Oppenheimer: “We continue to expect that small and midcap stocks could begin to experience more sustainable rallies now that the Fed has begun to cut its benchmark rate. While we favor equities over fixed income, we continue to find fixed income to be complementary to equities and other asset classes in diversified portfolios when duration is matched to investor goals, objectives, and tolerances to risk. Our target price for the S&P 500 this year remains 5,900.”

Bank of America: “We are now past what was the most uncertain Fed day at least since 2015, with the best-case scenario of strong retail sales and a 50bp cut. Absent a big surprise in PCE, we see no major macro data releases this week that could spook the market. Historically, quiet macro weeks have been the best weeks for stocks (median return +0.61% vs. a typical +0.38%.”

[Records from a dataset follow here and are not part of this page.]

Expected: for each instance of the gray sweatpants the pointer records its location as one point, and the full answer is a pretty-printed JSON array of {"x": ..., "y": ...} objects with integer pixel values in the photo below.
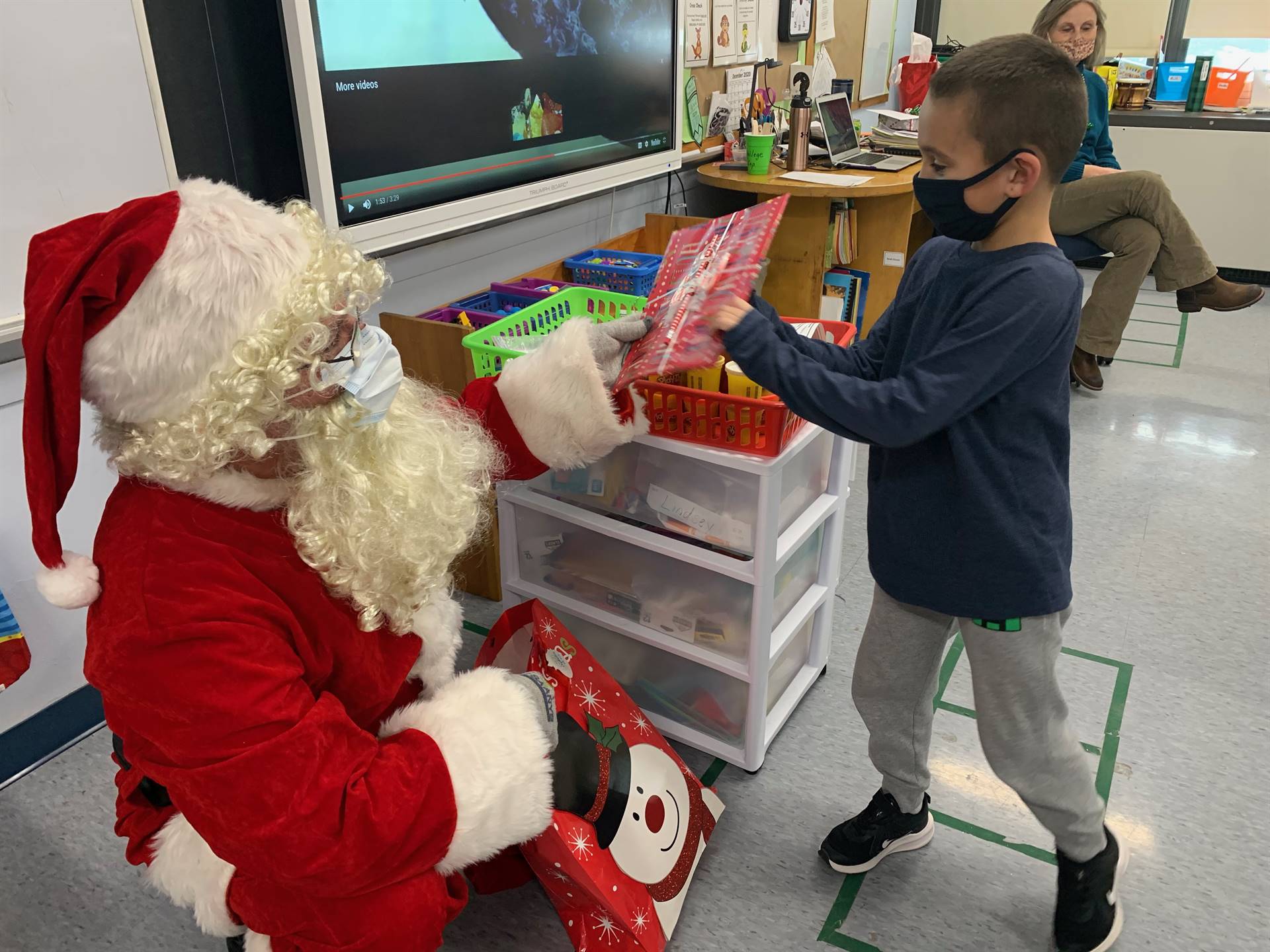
[{"x": 1020, "y": 713}]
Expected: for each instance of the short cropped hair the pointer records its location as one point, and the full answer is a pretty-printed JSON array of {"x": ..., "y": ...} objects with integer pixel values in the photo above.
[{"x": 1021, "y": 92}]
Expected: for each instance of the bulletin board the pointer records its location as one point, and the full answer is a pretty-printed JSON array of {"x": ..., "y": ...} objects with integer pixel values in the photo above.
[
  {"x": 846, "y": 48},
  {"x": 713, "y": 79}
]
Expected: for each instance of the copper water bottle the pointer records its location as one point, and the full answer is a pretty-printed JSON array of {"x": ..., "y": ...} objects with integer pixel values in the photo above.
[{"x": 800, "y": 126}]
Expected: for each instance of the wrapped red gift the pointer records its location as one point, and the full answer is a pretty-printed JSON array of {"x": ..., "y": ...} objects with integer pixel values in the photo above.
[
  {"x": 704, "y": 267},
  {"x": 632, "y": 820}
]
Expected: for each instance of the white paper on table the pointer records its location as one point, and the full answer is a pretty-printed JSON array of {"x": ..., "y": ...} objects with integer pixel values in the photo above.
[
  {"x": 824, "y": 20},
  {"x": 828, "y": 178},
  {"x": 697, "y": 33},
  {"x": 920, "y": 48},
  {"x": 901, "y": 122},
  {"x": 723, "y": 36},
  {"x": 769, "y": 11},
  {"x": 822, "y": 75},
  {"x": 747, "y": 31}
]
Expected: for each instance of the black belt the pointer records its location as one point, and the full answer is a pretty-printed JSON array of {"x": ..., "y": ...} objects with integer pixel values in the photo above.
[{"x": 155, "y": 793}]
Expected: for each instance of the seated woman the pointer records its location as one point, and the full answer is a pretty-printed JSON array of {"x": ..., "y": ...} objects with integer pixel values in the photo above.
[{"x": 1129, "y": 214}]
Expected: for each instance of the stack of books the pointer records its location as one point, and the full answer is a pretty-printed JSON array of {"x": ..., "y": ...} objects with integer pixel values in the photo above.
[
  {"x": 842, "y": 299},
  {"x": 894, "y": 132}
]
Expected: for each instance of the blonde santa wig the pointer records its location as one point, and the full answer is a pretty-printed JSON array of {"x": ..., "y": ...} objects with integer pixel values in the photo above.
[{"x": 381, "y": 510}]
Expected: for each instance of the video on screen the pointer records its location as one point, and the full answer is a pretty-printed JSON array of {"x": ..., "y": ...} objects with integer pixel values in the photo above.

BTIG: “As we discussed on Friday, the imminent false breakout on FOMC didn’t materialize. We are still in a seasonal weak window, and can expect some digestion, but we have to respect a new high in the SPX, along with equal-weight S&P 500. The S&P's cumulative advance-decline line also continues to make new highs ahead of price. While this doesn’t preclude some short-term weakness, it typically bodes well for the medium-term. High beta vs. low vol has seen a nice comeback, but is back to a key resistance level. Clearing that would be another bullish shift.”

Morgan Stanley: “The Fed delivered on what we thought was the best short-term case for stocks. Tactically, we move to neutral on defensives vs. cyclicals as markets await more clarity on the labor data. We continue to recommend a large cap, quality bias.”